At issue is a wrap fee program, in which a subadviser uses a sponsoring brokerage firm to execute their trades on behalf of clients, and the costs of the trades are included in an annual wrap fee paid by the client.  The SEC alleges that RiverFront actually used brokers in addition to the wrap program sponsor to execute most of its wrap program trading, resulting in additional costs to the client.  Although RiverFront disclosed that some “trading away” from the sponsoring broker could occur, the firm inaccurately described the frequency, and thus the disclosures were materially misleading.

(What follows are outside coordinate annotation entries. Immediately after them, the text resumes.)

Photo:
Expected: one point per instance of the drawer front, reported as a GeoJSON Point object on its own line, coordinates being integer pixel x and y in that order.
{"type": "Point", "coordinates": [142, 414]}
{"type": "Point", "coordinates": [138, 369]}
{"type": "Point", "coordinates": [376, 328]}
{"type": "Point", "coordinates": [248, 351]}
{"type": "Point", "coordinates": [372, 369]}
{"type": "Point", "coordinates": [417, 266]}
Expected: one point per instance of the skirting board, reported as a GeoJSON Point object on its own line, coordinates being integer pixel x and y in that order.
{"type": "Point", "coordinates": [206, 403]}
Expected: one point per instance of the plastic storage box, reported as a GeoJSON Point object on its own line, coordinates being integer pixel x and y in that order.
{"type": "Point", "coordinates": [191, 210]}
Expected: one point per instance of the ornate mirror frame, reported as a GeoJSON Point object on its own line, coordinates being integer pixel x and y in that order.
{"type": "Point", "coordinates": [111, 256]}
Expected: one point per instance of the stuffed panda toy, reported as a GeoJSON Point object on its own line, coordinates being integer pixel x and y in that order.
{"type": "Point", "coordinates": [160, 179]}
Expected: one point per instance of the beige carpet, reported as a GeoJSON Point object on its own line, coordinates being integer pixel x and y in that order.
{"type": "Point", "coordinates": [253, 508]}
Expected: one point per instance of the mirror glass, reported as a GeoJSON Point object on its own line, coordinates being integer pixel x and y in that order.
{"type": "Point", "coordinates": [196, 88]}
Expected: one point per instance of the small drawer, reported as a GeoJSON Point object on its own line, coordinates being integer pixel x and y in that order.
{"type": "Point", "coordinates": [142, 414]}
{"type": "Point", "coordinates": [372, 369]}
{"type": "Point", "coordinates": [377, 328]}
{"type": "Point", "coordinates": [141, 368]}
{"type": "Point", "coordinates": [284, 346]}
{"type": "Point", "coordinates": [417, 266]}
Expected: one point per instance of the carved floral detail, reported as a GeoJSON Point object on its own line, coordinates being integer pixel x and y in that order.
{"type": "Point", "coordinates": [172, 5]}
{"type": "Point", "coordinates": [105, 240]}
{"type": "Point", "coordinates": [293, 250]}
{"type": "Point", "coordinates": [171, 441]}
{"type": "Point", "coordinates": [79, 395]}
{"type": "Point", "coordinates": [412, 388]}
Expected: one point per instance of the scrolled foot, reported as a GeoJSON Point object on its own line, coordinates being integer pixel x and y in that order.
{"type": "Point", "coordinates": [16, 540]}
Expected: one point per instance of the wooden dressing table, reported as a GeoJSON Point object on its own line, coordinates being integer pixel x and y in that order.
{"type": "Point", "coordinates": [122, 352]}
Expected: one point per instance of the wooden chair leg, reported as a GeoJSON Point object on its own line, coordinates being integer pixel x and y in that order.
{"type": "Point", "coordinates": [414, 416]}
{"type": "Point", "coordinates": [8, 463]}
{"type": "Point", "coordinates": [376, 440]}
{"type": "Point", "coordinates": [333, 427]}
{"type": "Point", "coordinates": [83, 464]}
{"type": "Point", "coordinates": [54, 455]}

In the press release, Sharon Binger, Director of the SEC’s Philadelphia Regional Office, stated, “Investors in wrap fee programs pay one annual fee for bundled services without expecting to pay more, so if subadvisers like RiverFront trade in a way that incurs additional costs to clients, those costs must be fully and clearly disclosed upfront so investors can make informed investment decisions.”

The SEC’s National Exam Program includes wrap fee programs as a 2016 examination priority, particularly in assessing whether advisors are fulfilling fiduciary and contractual obligations to clients and properly managing issues such as disclosures, conflicts of interest, best execution and trading away from the sponsor.

Without admitting or denying any wrongdoing, RiverFront consented to a $300,000 settlement and to post on its website the volumes of trades by market value executed away from sponsors and the associated transaction costs passed onto clients on a quarterly basis.